Covid-19: India’s religious pilgrimages triggering ‘apocalyptic’ explosion

Author: Faraz Saeed

India-world’s largest democracy has found itself in the midst of the crises, it ostensibly created itself. As India grapples with a devastating second wave of the coronavirus, millions of devotees gathering for Hindu festivals have become ‘super spreaders’, threatening to unleash an apocalyptic explosion.

India’s death toll from Covid-19 has surpassed 200,000 mark with many independent sources claiming that this number is 10 times larger than the official Covid death counts, as a virus surge sweeps the country, rooted in so-called super-spreader events that were allowed to happen in the months after India thought it had the pandemic under control.

But, India is writing its darkest chapter yet, with a catastrophe being fuelled by a series of crowded events, like mass rallies by politicians, religious holidays and religious Hindu pilgrimages.

Hundreds of thousands of devotees descended upon a weeks-long Mahakumbh festival that began in March and peaked in April in the Himalayan holy town of Haridwar, next to the Ganges. Ash-smeared devout Hindus jostled to take a dip in the river Ganges during a religious festival in hope to wash away their sins, but little did they knew that they kicked off a vicious death cycle- as authorities reported more than 1000 positive cases, just in the first two days of the festival .

But the crisis was emanated by its own extremist Hindutva government, where India’s Prime Minister Narendra Modi’s government, refused to call off the festival, possibly over fears of a backlash from religious leaders in the Hindu-majority country.

Calling out Modi regime’s, the national vice-president of the Indian Medical Association (IMA) Dr Navjot Dahiya has already termed PM Modi a ‘super spreader’ and blamed him and his government for the second wave of Covid-19. Talking to the Tribune ,Dr Dahiya continued that under the Modi government, despite the severity of the health crisis, election rallies and religious congregations like the Kumbh Mela in Haridwar continued, raising questions over the seriousness of the Modi government to tackle the spread of the deadly virus.

Adding insult to the injury, the local government in Indian illegally occupied Kashmir, is now contemplating setting up makeshift shelters and facilities for 600,000 Hindu pilgrims for the annual Amarnath pilgrimage, which it intends to host this summer.

Although authorities have temporarily suspended online registration for the pilgrimage in the wake of a spike in daily coronavirus cases, the site still says that the pilgrimage will take place as scheduled from June 28 through August 22.

The congregation of devotees during the pandemic has raised concerns among health experts in the region, who believe that Amarnath pilgrimage could possibly unleash a disaster in Kashmir.

Kashmir has meager healthcare facilities, with just 2,599 COVID beds, including 324 ICU beds, for a population of 13 million. Out of those, 1220 beds are already occupied. But, still the health advisory issued for the Amarnath pilgrimage makes no mention of the virus and contains no guidelines.

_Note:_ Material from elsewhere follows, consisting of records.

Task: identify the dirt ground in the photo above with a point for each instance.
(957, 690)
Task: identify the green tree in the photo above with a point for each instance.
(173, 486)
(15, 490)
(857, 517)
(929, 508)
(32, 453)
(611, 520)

Any ‘super spreader’ event in Kashmir can prove fatal for both to pilgrims as well as locals, because oxygen levels are low at high altitudes, and this disease mainly targets the respiratory system. Prominent social activist Sheikh Ghulam Rasool, noting the severity of the situation, said that it can prove to be a super spreading event and overwhelm our poor healthcare system. The government should behave responsibly and call off the pilgrimage.

The annual pilgrimage was suspended in 2019 and 2020, first due to New Delhi’s decision to end the region’s special constitutional status and later due to the first wave of the pandemic.

But, despite horrifying television images of a crowd of devotees taking a ritual bath together in the Ganges River in blatant violation of social distancing rules triggering calls for authorities to call off such event, the suggestions had been scorned by the local government, which had given preference to the festival, ignoring the reality that the virus was spreading faster.

Talking to CNN, Head of Covid ICU Unit, Lok Navak Hospital, Dr Farah Husain has called the Covid wave a tsunami which has washed away India’s health system, and revealed that it seems that Covid is in every house, as people had put down their guard following an apparent triumph in the second wave.

Indian author Arundhati Roy has also slammed Narendra Modi’s government for mishandling of the coronavirus crisis, criticizing him for his early triumph over coronavirus and describing it as “outright crime against humanity.” Roy lamented that “the system hasn’t collapsed. The government has failed. Perhaps ‘failed’ is an inaccurate word, because what we are witnessing is not criminal negligence, but an outright crime against humanity,” she wrote in The Guardian. Describing the current government as a “crisis-generating machine,” Ms Roy said it is “incapable of leading us out of this disaster”.

Since, the Indian government has become an epitome of a disastrous regime, hell-bent on not just killing its own people, but also becoming a vehicle in spreading the killer virus across the region, the world must take immediate action, before the ‘super spreader’ hybrid regime in India unleash this crisis beyond its borders.